ABOUT THIS BOOKThe culmination of over a decade of research, Enduring Monuments traces the architectural life histories of monumental complexes and public spaces of the Pukara site in the Lake Titicaca Basin. Using data from three distinct areas—the Qalasaya complex, the Central Pampa, and the Northern Platform—Elizabeth A. Klarich provides a powerful diachronic and comparative perspective for understanding social and political transformations during the Late Formative period in Peru.
In the early twentieth century, Peruvian archaeologists Luis E. Valcárcel and Julio C. Tello visited Pukara and shared images of its multicolored pottery and unique stone sculptures with colleagues across the world. A number of both small-scale and multiyear field projects have followed, with goals of refining Lake Titicaca Basin cultural chronologies, tracking Pukara-style material culture in the south-central Andes, restoring the structural integrity of the Qalasaya, and documenting the reoccupations of Pukara by Colla, Inca, and early Spanish colonial populations. Enduring Monuments synthesizes the findings of these diverse projects and shares the results of fieldwork and artifact analysis by the Pukara Archaeological Project since 2000.

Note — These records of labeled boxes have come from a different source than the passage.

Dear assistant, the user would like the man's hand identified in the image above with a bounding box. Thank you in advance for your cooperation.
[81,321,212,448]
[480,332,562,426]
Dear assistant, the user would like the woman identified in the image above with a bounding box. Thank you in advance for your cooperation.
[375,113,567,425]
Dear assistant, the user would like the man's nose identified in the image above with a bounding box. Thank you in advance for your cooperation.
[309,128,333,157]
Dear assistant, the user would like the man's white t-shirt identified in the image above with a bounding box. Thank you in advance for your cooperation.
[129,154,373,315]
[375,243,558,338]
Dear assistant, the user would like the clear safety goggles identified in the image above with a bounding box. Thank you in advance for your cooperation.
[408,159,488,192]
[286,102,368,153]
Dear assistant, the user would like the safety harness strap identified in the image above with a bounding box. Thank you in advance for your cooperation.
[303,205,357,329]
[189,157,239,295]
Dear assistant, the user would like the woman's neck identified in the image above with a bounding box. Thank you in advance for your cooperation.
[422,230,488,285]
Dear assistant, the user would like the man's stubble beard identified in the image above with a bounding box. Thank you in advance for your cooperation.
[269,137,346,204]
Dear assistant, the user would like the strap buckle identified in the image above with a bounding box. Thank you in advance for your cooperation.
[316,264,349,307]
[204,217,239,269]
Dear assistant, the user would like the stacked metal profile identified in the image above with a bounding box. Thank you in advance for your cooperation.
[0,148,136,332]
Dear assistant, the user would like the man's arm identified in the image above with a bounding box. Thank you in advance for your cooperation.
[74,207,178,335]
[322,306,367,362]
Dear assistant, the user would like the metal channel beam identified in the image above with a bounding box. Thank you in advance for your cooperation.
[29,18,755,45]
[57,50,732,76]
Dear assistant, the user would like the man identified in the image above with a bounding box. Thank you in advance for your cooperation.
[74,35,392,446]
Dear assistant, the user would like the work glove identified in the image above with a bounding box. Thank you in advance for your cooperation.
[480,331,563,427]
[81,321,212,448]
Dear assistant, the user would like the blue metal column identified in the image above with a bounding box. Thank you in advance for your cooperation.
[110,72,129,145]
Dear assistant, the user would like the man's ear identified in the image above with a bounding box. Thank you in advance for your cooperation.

Using a “building biography” approach that tracks initial construction, major remodeling, and subsequent expansion efforts during the Middle and Late Formative periods (400 BC–AD 200), Klarich highlights transformations in material culture, settlement patterns, social hierarchy, and daily practices at Pukara and contemporaneous sites across the Titicaca Basin and situates Formative period Pukara within the vast anthropological and archaeological literature addressing monumentality, ritual practice, and incipient urbanism in complex societies in South America and beyond.
REVIEWS“A timely and most welcome addition to the literature on Andean monumentalism and the development of complex societies in the ancient Americas and a must-read for all Andeanists.”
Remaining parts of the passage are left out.